In Brief: Attention to detailing
Attention to detailing
Drug companies spend billions on marketing their wares, but the industry still depends on sales representatives — its more polished version of the door-to-door salesperson — to persuade doctors to prescribe its products. The sales representatives have been nicknamed detailers because they provide details about medications — not, supposedly, just a sales pitch. Industry critics say they distort prescribing so patients wind up taking newer, more expensive medications when more effective (and often less expensive) alternatives are available.
Dr. Jerry Avorn, a Harvard Medical School professor, is trying to beat the detailers at their own game. Under a contract with the Pennsylvania Department of Aging, Dr. Avorn has created the Independent Drug Information Service. About 10 nurses and pharmacists work for the program as "academic detailers." Instead of pushing a particular product, they go over research results. Their "market" is doctors who have patients enrolled in the state's subsidized drug program.

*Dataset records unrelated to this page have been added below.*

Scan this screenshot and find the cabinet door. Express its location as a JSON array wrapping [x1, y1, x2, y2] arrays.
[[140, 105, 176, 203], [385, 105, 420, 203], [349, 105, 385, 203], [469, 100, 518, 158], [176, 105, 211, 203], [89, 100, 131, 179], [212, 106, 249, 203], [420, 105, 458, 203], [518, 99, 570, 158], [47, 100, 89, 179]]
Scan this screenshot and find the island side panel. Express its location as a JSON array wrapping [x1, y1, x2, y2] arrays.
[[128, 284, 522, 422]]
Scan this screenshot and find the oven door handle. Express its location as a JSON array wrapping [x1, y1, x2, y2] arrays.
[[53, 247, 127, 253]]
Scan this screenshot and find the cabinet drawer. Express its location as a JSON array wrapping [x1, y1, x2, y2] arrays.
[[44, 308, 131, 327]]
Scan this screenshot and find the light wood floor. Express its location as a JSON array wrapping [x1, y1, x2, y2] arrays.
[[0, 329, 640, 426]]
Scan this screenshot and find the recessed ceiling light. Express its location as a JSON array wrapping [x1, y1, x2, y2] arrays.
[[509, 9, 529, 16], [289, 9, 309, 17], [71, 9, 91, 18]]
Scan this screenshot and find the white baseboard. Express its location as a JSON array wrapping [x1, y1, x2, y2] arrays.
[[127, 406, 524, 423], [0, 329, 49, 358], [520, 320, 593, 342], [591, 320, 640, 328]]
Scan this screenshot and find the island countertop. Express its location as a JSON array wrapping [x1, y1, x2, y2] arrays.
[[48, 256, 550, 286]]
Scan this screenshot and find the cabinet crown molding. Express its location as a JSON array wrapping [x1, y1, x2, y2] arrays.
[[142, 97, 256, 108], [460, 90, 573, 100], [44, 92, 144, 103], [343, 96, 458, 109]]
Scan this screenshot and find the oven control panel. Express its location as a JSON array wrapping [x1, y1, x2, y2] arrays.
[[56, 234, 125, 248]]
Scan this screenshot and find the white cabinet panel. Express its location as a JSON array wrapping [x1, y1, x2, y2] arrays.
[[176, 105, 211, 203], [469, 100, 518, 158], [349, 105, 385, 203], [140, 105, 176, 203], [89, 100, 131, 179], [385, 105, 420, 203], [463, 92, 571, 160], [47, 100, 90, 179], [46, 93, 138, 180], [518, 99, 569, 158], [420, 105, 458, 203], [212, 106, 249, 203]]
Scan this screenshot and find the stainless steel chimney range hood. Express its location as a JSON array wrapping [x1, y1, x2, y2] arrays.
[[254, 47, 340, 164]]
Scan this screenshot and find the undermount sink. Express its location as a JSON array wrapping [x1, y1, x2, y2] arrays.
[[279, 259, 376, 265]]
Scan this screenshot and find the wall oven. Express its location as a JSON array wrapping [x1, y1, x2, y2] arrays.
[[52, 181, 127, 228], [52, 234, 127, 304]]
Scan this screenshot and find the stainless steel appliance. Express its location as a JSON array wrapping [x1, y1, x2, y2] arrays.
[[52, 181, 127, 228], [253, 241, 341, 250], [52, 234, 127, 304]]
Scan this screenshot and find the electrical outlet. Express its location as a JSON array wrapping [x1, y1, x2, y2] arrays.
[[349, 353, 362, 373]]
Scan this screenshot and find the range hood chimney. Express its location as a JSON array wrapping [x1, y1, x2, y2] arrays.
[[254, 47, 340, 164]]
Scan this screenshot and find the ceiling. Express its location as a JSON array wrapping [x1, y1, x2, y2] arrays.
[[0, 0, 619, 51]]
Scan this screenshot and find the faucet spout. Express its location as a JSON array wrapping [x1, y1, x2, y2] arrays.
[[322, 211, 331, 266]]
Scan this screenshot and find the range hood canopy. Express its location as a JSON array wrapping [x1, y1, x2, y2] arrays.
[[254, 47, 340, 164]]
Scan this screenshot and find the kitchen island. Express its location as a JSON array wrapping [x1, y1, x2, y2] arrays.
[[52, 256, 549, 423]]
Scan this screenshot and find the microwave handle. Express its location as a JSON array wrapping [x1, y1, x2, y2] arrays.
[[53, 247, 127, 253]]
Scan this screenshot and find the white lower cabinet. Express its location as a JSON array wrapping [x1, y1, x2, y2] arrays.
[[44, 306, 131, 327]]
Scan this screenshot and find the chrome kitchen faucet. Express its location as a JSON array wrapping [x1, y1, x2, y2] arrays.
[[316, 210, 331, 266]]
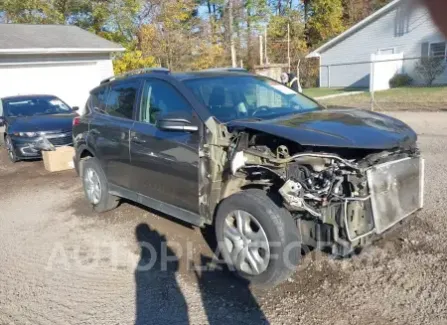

Dr. Avorn — whose book, Powerful Medicines: The Benefits, Risks and Costs of Prescription Drugs, covers the issues surrounding detailing — says part of the problem is that doctors in academic medicine who might serve as objective sources are "lousy communicators" who overdo it: "We give practicing physicians a 12-course meal when all they want is a snack." For the Pennsylvania program, he and his colleagues have written brief brochures and longer documents so doctors can pick whether they want a quick summary or a longer explanation.